Vallahi, daha önce o “barış” yemeğini yiyenlerin ülkenin başına ne işler açtığı ortada. Milletin karnı tok. Tekrar yemek isteyenlere de afiyet olsun!..

VALİ'NİN ADI NEREDEN GELİYOR?

Duruşuyla umutları yeniden yeşertip milletin gönlünde taht kuran Tunceli Valisi Bülent Tekbıyıkoğlu hakkında öğrendiğimiz yeni bir bilgiye gelelim.

Babası merhum Cemalettin Tekbıyıkoğlu’nun gazi bir polis olduğu biliniyor.

Öncesi var.

Baba Tekbıyıkoğlu 1974’teki Kıbrıs Barış Harekâtı’nda ihtiyat asker olarak görevlendirilmiş.
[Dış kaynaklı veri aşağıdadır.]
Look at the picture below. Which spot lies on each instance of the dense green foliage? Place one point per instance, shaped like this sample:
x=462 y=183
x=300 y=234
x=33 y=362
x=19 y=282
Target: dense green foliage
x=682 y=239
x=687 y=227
Kıbrıs Barış Harekâtı’mızdan o kadar etkilenmiş ki, çocuklarına Bülent ve Savaş adını vermiş.

Tahmin edeceğiniz üzere Bülent’i, dönemin Başbakanı merhum Bülent Ecevit’ten, Savaş’ı da harekâttan esinlenerek koymuş.

Böylesine milli bir duyarlılıktan gelen Vali Tekbıyıkoğlu’nun Tunceli’deki tavrı, “heyecan ve günlük kahramanlık” sayılacak, öyle mi?

Haydi oradan!..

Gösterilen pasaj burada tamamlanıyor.